Le conditionnement phonologique

 

Audio 1 : Extrait d'une émission de Laurent Ruquier, sur Europe1, chronique musicale de Serge Llado.

Mots clefs : illusions auditives Ruquier

http://www.dailymotion.com/video/xah1w5_illusions-auditives_fun#.UKdhmYVp5gc

 

Police : Message in a Bottle

Mon opinel a dû mal couper / Mon oncle Binette a les mains coupées

More loneliness, than any man could bear

 

Gipsy Kings : Bamboleo

En el desTIno del desamPAr(ad)o 

Mais avertis donc qu’elle descend par en haut

 

Quand je fais écouter l’extrait de la chanson de Police à des étudiants anglo-américains, ils me disent ne plus entendre l’original. La suggestion influence irrépressiblement la perception.

Une étudiante française m’a dit : « J’ai arrête d’écouter cette chronique musicale, cela gâchait de façon persistante mon plaisir à l’écoute de certaines chansons. »

 

Audio 2 : Hymne national soviétique sous-titre français 

http://www.youtube.com/watch?v=WM5H1KthhUU

 

 

Conclusion : Cela veut dire qu’on peut influencer la perception.

Comment utiliser cela en classe ? Comment conditionner ?

 

13. La motivation

14. Quelles connaissances les enseignants doivent-ils avoir en phonétique ?

15. Des difficultés variables suivant les langues ?

16. Les approches communicatives et la prononciation

17. La prononciation et l’importance de l’établissement de la confiance

18. Comment évaluer la prononciation ? (20)

 

Dans la vingtaine de questions d’Adam BROWN, il y en a encore de fort intéressantes (dont certaines sont traitées dans le corps de mon livre) :

-       La transcription phonétique est-elle utile et à quel point ?

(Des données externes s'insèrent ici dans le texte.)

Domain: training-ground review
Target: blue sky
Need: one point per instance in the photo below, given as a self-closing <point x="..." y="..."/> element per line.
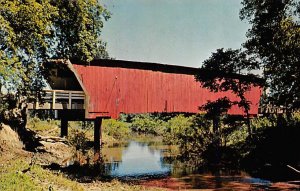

-       L’analyse contrastive phonologique est-elle utile et à quel point ?

-       Comment l’enseignement de la prononciation doit il être intégré à l’enseignement de la langue ?

-       De l’utilisation du théâtre, des simulations, des jeux de rôles

-       Comment peut on décider quels sont les aspects de la prononciation qui sont importants (il y a souvent divergences de point de vue entre l’apprenant et l’enseignant ; ex en apprentissage de l’anglais : de nombreux français font une fixation sur la prononciation du th anglais, alors qu’ils négligent totalement la syllabe accentuée qui est beaucoup plus importante en anglais.

 

 

(suite de la présentation du livre)

• Une présentation concentrée (une trentaine de pages)/ simplifiée du phonétisme du français (en reprenant les termes de Pierre DELATTRE et Georges FAURE) : en commençant par les aspects suprasegmentaux (rythme, accentuation, intonation) et les contenus segmentaux (voyelles, semi-consonnes, consonnes)

 

Pourquoi simplifiée ? Parce que le but n’est pas / plus d’impressionner les enseignants (et l’institution) ou les étudiants et d’essayer de légitimer le travail sur la prononciation en montrant combien il est difficile en français. Tout le monde en est persuadé, mais comment y arriver.

Sans doute : 1. en comprenant ce que l’on fait, pas à pas, 2. en ayant l’impression que ce n’est pas insurmontable = que c’est possible, même si on n’a pas de qualités naturelles pour cela.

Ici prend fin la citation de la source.